Knowing vegetation indices is essential for optimal precision agriculture, as well as for carrying out other related activities. Drones have become a multi-purpose tool that is being of great help in many of the fields we know today.
With regard to agriculture, drones collect a large amount of information thanks to which a new term known as precision agriculture has been coined, which is based on applying the latest technologies and information systems to all operations carried out within the sector in order to improve its performance and profitability.
Drones are capable of capturing the necessary images to subsequently carry out a thorough analysis, allowing farmers to check their entire plantation in a much more efficient and dynamic way. They will be able to obtain the necessary information regarding the evolution of their crops and proceed to carry out the necessary tasks.
Thanks to the multispectral cameras that this type of technology incorporates, it is possible for farmers to capture the tiniest changes in visible and infrared radiation, thus allowing them to monitor plants under stress, control the growth of all crops, the frequency of irrigation, the planning of sowing and harvesting, among many others.
What are some of the different types of vegetation indices that there are?
Within precision agriculture, there are several vegetation indices. Here are some of the main ones, as well as a brief explanation of each and every one of them.
EVI. Enhanced Vegetation Index
The Enhanced Vegetation Index (EVI) refers to the atmospheric effects that exist. This index is calculated from the difference in radiation between the blue and red bands. Its main advantage is that it allows the person calculating it to monitor the state of vegetation in high amounts of biomass. Often, this index helps to analyse those areas of land with high amounts of chlorophyll and small topographic effects.
SAVI. Soil Adjusted Vegetation Index
The Soil Adjusted Vegetation Index or SAVI was designed to minimise the influences of ground shine. Its developer was able to correct for the effects of ground noise, such as colour, humidity, site variability, etc., which usually affect the results in one way or another.
Typically, this vegetation index is used to analyse young crops with very arid regions, sparse vegetation (less than 15% of the total area) and exposed soil surfaces.
ARVI – Atmosphere Resilient Vegetation Index
The Atmosphere Resilient Vegetation Index, also known as ARVI, is the first relatively atmosphere-resilient index. Measured at blue band wavelengths, this formula corrects the NDVI for the effects of atmospheric scattering and red band reflectance.
In general, this vegetation index is often used over regions with very high atmospheric aerosol content, such as rain, dust, smoke, air pollution or fog, among others.
GCI. Green Chlorophyll Index
The Green Chlorophyll Index or GCI is normally used to estimate the existing chlorophyll content in the leaves of different types of plants. This chlorophyll content is able to reflect the physiological state of the vegetation, as well as decreasing in stressed plants. Therefore, this index is very useful for assessing the hardiness of plants. It can also be used to monitor the impact of seasonality or environmental stress.

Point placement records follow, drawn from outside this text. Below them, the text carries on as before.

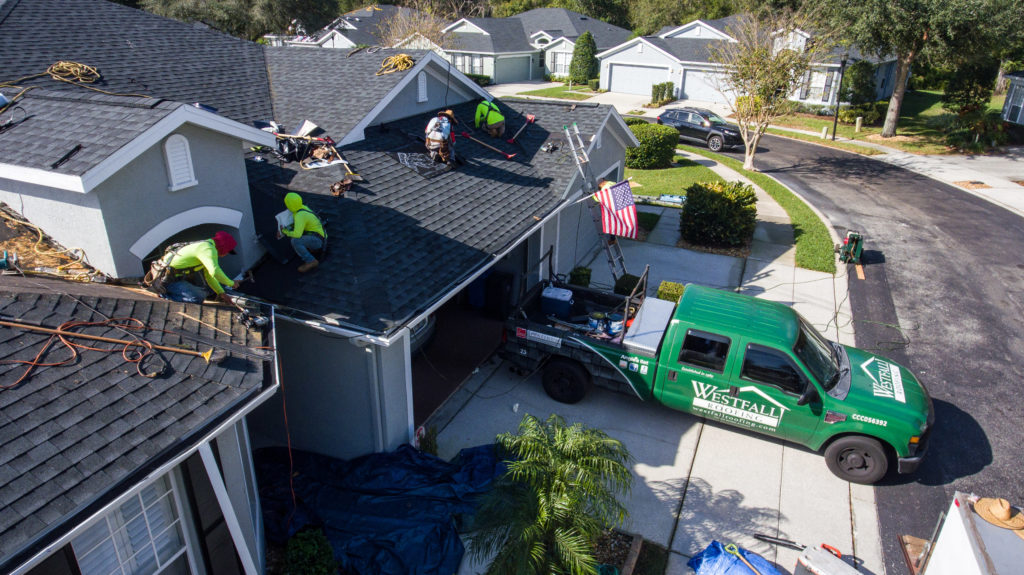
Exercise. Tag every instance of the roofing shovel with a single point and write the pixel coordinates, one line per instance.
(529, 120)
(488, 146)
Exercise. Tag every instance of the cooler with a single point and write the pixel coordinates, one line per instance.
(557, 302)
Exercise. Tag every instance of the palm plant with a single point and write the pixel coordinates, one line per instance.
(559, 493)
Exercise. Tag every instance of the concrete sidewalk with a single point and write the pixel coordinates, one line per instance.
(696, 481)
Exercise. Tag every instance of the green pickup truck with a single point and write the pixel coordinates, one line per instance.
(740, 360)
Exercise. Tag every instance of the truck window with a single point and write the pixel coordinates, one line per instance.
(766, 365)
(705, 350)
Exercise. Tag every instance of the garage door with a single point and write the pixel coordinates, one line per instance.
(512, 70)
(700, 85)
(627, 79)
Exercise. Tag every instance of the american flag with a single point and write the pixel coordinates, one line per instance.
(619, 213)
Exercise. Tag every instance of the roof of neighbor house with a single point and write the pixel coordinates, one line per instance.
(98, 123)
(75, 436)
(399, 241)
(512, 34)
(131, 50)
(366, 20)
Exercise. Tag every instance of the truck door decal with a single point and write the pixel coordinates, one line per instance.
(623, 359)
(764, 413)
(890, 381)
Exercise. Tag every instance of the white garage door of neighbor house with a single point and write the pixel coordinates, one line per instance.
(700, 85)
(627, 79)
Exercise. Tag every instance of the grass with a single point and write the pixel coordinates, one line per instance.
(672, 181)
(562, 92)
(863, 150)
(814, 246)
(919, 131)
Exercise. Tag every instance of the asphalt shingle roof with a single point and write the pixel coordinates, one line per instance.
(135, 52)
(55, 122)
(399, 241)
(73, 437)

SIPI. Structure Insensitive Pigmentation Index
The Structure Insensitive Pigmentation Index, or SIPI, is used to analyse vegetation with variable canopy structure, i.e. it is used to calculate the ratio of carotenoids to chlorophyll, showing the various higher value signals of stressed vegetation.

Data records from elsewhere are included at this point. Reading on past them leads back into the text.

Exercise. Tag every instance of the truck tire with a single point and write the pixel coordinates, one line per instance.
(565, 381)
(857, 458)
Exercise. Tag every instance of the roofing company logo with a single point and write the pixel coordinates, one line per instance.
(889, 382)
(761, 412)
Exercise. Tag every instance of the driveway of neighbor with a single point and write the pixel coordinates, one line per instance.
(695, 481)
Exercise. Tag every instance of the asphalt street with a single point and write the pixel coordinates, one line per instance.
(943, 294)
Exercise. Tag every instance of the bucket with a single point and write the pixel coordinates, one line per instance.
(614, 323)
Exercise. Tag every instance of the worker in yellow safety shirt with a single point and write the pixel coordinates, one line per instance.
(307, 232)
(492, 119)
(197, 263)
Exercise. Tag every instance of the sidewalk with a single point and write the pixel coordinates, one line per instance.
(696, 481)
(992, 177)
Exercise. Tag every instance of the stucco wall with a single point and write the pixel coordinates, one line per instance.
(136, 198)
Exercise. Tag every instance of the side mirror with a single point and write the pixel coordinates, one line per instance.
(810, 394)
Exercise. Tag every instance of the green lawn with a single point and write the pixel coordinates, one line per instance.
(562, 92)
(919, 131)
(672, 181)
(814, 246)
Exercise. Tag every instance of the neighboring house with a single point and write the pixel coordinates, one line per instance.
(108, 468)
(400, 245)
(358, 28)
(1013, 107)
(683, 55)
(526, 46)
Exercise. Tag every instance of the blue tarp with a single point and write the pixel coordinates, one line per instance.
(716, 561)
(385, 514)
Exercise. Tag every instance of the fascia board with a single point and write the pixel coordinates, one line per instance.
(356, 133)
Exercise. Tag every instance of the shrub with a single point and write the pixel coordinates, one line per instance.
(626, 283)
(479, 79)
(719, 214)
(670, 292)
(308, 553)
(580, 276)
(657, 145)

It is often used to check plant health at sites with high variability of canopy or leaf area index and can make a quick detection of plant diseases.
NBR. Normalised Burn-in Rate
The Normalised Burn Index, or NBR, is used to calculate and quantitatively identify areas that are burnt. It focuses on measuring NIR (healthy vegetation) and SWI (burnt vegetation) wavelengths. It is a parameter which allows the detection of active fires, so in recent years it has become very efficient.
dNBR. Difference normalised burning index
Thanks to the dNBR, it is possible to compare the images before and after the fire, making it possible to make a very accurate assessment of the severity of the fire.
Advantages of measuring vegetation indices with drones
The analysis of vegetation indices with drones has many advantages. The most important of these are listed below.
- Collect and process a greater amount of data. Thanks to the different types of cameras, drones are able to provide information from the ground, and the farmer can install the cameras he needs depending on what he sees. For example, our DJI Agras series includes intelligent drones that take care of all the activities that are necessary for the correct maintenance of crops, such as spraying or applying phytosanitary products.
- Detecting pests in the crops. With drones it is possible to detect crop pests and diseases and choose the most appropriate type of treatment for each situation, planning the necessary pruning or pest prevention measures.
- Reducing costs. The use of drones has the advantage of being able to reduce costs, optimising the use of water, fertilisers and phytosanitary products.
- Better planning, both in terms of crops and treatments. Drones are capable of improving the planning of harvests and the necessary treatments, thanks to the foresight and anticipation provided by a quick and constant analysis. At HPDRONES we provide all our customers with DJI Terra, drones that include mapping software with a series of features that offer the possibility of analysing the terrain where the crops are located.
After the above mentioned, it is possible to conclude that more and more farmers can enjoy all these benefits, which are within the reach of each and every one of them. Thanks to drones, it is possible to achieve maximum yields within the agricultural sector.